Well, I watched 6 hours of it anyways. They had just transferred the liver when I left.
Woah, talk about invasive surgery.
I got to hold a gall bladder. When I squeezed it, all the bile came out. I was not able to hold the transfer liver. But I could poke the cirrhosis-ed liver. I saw my first portal vein, first stomach, first spleen, first intestines and first hernia. All of that was super neat.
You know how you keep a patient alive while they don't have a liver? You hook them up to this machine that acts like their liver, cleans all their blood outside of their body and then returns it through a vein back to the body.
And the surgeons! Incredibly smart, talented and focused. All 7 of them.
But, and you knew there was a but. Since when did it become cool to completely neglect your basic needs as a physician, in favor of 8 or 9 hour surgeries? Maybe it has always been cool, and this was the first time I saw it in action?
We went into the surgery at 9, and by 2:30, I was REALLY hungry. And the scrub nurse and circulating nurse laughed and said, "You'll get used to not eating." Mmm....no....no, I don't think I will. See, I need food TO LIVE. It's especially bad when you consider that I lift weights regularly, so my metabolism is a bit amped up. I get fairly uncoordinated without food. By 2pm, I had a raging headache from not drinking any water for 6 hours, and I'm pretty certain I would have given up with those fine veins and arteries left over in the donor abdominal cavity. Props to the surgeons that completed that surgery and stitched the patient up.
|OMG, food, nom nom nom|
So maybe I'm not cut out to be a long-surgery type person. I mean, as the patient, I wouldn't want my surgeon to leave and eat some lunch while I'm lying open on the table. Well, unless they are a diabetic or something. What do diabetic surgeons do? Maybe they just don't exist.

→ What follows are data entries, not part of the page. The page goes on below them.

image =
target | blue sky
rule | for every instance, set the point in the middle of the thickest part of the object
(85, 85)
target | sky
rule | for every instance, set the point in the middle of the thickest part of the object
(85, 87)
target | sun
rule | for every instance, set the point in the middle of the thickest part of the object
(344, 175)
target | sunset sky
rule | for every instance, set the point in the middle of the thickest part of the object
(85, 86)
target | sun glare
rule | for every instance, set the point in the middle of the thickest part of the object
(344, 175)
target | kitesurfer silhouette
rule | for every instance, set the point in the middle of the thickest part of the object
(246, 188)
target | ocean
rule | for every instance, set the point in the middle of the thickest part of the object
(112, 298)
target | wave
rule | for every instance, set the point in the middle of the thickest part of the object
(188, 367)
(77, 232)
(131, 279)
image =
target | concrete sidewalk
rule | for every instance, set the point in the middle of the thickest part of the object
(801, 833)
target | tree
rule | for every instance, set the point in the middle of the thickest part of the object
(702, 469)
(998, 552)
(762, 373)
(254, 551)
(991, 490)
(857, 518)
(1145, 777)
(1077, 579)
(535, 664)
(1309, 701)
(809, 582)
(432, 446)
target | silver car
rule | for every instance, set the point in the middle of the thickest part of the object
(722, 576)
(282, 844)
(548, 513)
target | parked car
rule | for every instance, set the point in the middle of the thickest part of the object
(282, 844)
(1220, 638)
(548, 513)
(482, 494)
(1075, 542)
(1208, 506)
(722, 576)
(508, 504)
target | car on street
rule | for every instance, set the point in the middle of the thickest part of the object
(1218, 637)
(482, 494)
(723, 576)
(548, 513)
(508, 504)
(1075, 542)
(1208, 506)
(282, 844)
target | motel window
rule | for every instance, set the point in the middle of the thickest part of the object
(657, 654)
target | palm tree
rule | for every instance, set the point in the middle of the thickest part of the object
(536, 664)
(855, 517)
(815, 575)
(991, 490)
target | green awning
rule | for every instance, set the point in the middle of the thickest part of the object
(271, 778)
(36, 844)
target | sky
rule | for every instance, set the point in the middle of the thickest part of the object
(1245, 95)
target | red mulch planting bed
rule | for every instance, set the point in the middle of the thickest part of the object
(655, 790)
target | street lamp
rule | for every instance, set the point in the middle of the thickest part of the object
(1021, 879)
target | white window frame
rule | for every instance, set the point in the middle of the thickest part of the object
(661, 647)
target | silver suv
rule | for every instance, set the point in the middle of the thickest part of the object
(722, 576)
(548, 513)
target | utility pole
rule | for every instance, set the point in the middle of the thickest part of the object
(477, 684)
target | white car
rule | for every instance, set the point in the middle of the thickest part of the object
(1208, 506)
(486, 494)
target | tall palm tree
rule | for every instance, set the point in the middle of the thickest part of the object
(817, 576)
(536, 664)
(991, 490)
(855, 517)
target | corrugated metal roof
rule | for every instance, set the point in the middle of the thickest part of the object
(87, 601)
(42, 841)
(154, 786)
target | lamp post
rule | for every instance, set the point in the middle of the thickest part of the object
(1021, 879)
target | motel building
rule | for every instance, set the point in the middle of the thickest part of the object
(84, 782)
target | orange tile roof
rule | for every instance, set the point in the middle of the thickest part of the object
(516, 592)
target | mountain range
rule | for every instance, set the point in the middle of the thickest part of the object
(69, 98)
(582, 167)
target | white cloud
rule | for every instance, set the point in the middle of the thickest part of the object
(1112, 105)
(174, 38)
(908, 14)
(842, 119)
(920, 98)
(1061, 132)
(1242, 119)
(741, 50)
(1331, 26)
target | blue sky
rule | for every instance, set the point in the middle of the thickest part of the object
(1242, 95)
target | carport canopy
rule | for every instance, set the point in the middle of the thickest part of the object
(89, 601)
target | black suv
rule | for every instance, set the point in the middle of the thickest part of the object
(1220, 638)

There are still short surgeries. And maybe that is better anyways. I'm not a fan of getting a call at 3am in the morning that a liver has become available. On my way to an 8 hour surgery with no food or water, woot!
I guess I'm not hard core enough to be a crazy cool surgeon like the ones I observed.
But that's alright. There are lots of other fish in the sea. Maybe I am more cut out for medicine. Third year is going to be really interesting.
Anyways, I have plenty of time, so I'm not worried. I'm just surprised that the live donor liver transplant and what has to be one of the coolest surgeries in the world turned me off from surgery a bit.
Protip: Introduce yourself to the circulating nurse whenever you enter an OR for the first time. They really liked that.